Laid on the floor in front of the fire last night after the Alpe d’Huez stage started, only to go out like a light and wake up at midnight just as they were about to top the brutal Col du Galibier. Contador had made his move to the front, the Schleck boys were motoring along, but where was Cadel? Missed all the drama with his bike mishaps so was rapt to see him work his way back to those wily Luxembourg brothers.

There’s really only one night to go in terms of the overall result though, as the final day is pretty much a leisurely ride into Paris to set up the sprinters for one last roll of the dice for glory on the Champs-Elysees. So the big question is, can Cadel Evans pull out the time trial of his life tonight and pull back 57 seconds from Andy Schleck to steal the yellow jersey from him in this final battle for top spot on the podium.

After all the effort he’s put in over the past two days in the Alps that’s a pretty big ask, and he could well find himself in the runner’s up position for the third time in his career. For his sake I’d love to see him do it and reap the reward of years of hard work and dedication, but everyone else vying for that coveted maillot jaune has worked just as hard and is equally deserving.

Might have to have an afternoon nap so I can go the distance. Go for it Cadel.

Monday, July 11, 2011

THE CENTRE OF WINTER



Rain, sleet, snow, black ice, mountainous seas, power cuts, biting gale force winds ready to rip the feet from under you, what a lashing our island State has had these past few days. Things have abated a little but it ain’t over yet, and this description of a Minnesota winter seemed quite appropriate at the moment.

All the seasons here in the north move toward their own end, except winter, which moves towards its centre and sits there to see how long you can take it. Spring twitches impatiently in its seat like a child wanting to go outside, straining toward summer, and summer, all lush and showy, tumbles headlong toward the decay of fall. Fall comes and goes so fast it takes the breath away, arriving in brocades of red and gold and whipping them off in only a few weeks, leaving a landscape ascetic, stunned with loss.

Marya Hornbacher - The Centre of Winter

There's something about winter though, wild as it may be, that makes you feel alive. The extremities might be suffering, nose dripping, my eyes might be watering from the gust of wind sneaking behind my glasses, but compared to some places on the planet we have no idea what cold really is. Venturing outside might not be at the top of the list when things look bleak, but the landscape takes on a beauty all its own under a coating of snow, and with the warmth of a cosy fire beckoning we know we can wait out the next months until the seasons turn and the cycle begins anew.

Saturday, July 9, 2011

BATTEN DOWN THE HATCHES

Man what a night. Was lucky if I managed 3 hours sleep, and it wasn’t because I was out raging all night. It was the gale force winds that were raging, coming straight off Antarctica and roaring down our mountain like a freight train with no mercy for anything in its path. Some slept through it, but they were certainly in the minority.
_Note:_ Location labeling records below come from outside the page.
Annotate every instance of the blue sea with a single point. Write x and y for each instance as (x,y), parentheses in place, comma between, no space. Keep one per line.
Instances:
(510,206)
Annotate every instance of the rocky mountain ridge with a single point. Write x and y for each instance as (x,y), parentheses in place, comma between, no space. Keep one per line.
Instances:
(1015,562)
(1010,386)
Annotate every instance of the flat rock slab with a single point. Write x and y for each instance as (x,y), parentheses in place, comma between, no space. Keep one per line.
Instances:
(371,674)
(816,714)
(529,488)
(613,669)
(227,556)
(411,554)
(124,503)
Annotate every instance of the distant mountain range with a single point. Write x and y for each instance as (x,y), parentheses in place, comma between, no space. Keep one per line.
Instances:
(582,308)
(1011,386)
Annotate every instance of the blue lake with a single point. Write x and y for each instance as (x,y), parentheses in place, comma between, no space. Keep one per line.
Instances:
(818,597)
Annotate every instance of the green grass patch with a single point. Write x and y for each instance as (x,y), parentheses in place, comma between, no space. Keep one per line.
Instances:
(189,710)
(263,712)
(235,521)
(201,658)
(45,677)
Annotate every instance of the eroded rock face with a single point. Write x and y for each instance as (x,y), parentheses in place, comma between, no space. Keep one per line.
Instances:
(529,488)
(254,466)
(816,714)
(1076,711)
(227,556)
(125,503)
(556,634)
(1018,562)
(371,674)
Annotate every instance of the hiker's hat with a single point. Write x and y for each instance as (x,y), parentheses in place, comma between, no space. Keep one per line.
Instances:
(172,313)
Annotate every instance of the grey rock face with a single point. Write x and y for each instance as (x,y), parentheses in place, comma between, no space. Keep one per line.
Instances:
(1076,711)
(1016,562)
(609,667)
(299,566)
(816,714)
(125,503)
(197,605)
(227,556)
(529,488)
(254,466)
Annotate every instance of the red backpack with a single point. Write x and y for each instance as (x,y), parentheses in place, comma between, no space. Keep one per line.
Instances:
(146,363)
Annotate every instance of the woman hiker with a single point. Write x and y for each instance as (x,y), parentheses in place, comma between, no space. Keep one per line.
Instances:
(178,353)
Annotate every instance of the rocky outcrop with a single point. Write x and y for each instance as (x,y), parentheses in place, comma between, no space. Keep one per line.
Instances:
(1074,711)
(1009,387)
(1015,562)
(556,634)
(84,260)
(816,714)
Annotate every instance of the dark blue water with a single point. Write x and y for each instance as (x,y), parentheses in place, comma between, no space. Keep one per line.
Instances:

Power was off for four hours, I was amazed when it came on again, I hate to think what the linesmen had to do to make sure we could all have a cup of tea and toast for breakfast. There was a lull around 6.30am, thought it might’ve been finally blowing itself out, but it was short lived, just a prelude to starting up again and it’s been flat out all day, more on the way tonight and tomorrow and snow predicted down to 300 metres.

145kph winds were recorded off the Tassie south coast this morning, 7 metre waves, with 12 metre waves expected during the day. I could just see the surfers champing at the bit, strapping their boards to their cars and heading for the action, drawn to it like a magnet, but I wouldn’t like their chances on a day like this.

Pot of thick hearty vege soup has been simmering for a few hours. Staying in on a Saturday night in front of the fire sounds good to me.